Les essais de qualification en vol seront effectués en Suède avec des pilotes et une équipe de techniciens brésiliens (FAB & Embraer). Les logiciels définitifs et l’IRST doivent encore être installés. Puis l’avion sera transférer au Brésil pour poursuivre la campagne d'essais en vol dans le pays. L’appareil sera suivi par d’autres aéronefs qui prépareront le terrain pour la transition de la Force aérienne Brésilienne (FAB) dans le pays. En 2021, la FAB recevra à un rythme régulier ses avions pour équiper ses premières escadrilles.

Une cérémonie marquant cette étape importante a eu lieu à Linköping, en Suède, le 10 septembre. Fernando Azevedo e Silva, ministre brésilien de la Défense; Le lieutenant brigadier Antonio Carlos Moretti Bermudez, chef des forces aériennes brésiliennes; Nelson Antonio Tabajara de Oliveira, ambassadeur du Brésil en Suède; Le lieutenant brigadier Carlos Augusto Amaral Oliveira, chef d'état-major de l'armée de l'air brésilienne; Peter Hultqvist, ministre suédois de la Défense; Le major général Mats Helgesson, commandant des forces aériennes suédoises; et représentant Saab Håkan Buskhe, président et chef de la direction; et Jonas Hjelm, vice-président directeur et responsable du secteur aéronautique de Saab.

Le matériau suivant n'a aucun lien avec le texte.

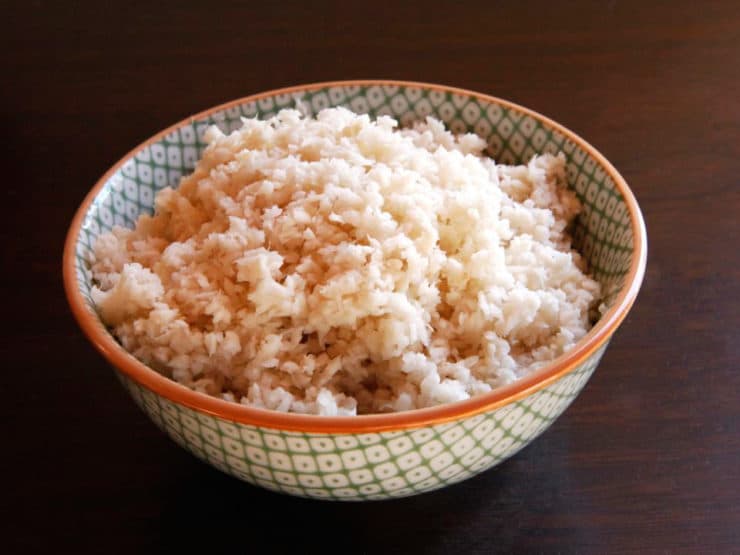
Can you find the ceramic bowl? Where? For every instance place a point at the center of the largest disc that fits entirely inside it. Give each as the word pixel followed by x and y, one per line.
pixel 374 456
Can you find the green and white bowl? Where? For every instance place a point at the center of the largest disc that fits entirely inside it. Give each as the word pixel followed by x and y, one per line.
pixel 374 456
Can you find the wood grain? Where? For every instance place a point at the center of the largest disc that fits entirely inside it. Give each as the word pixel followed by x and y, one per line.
pixel 646 460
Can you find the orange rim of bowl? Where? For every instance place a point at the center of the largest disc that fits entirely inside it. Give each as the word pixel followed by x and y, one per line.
pixel 234 412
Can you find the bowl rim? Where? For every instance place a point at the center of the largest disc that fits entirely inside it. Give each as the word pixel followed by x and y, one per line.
pixel 147 377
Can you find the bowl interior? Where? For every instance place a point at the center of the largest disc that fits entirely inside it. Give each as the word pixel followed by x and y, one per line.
pixel 602 233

«Avec l'industrie brésilienne, je suis fier de participer à la construction d'un partenariat stratégique à long terme avec le Brésil et l'armée de l'air brésilienne. Avec le Gripen E, le Brésil aura l’un des combattants les plus avancés au monde et le programme de transfert de technologie permettra au Brésil de développer, de produire et de maintenir des chasseurs supersoniques », a déclaré Håkan Buskhe, président et chef de la direction de Saab.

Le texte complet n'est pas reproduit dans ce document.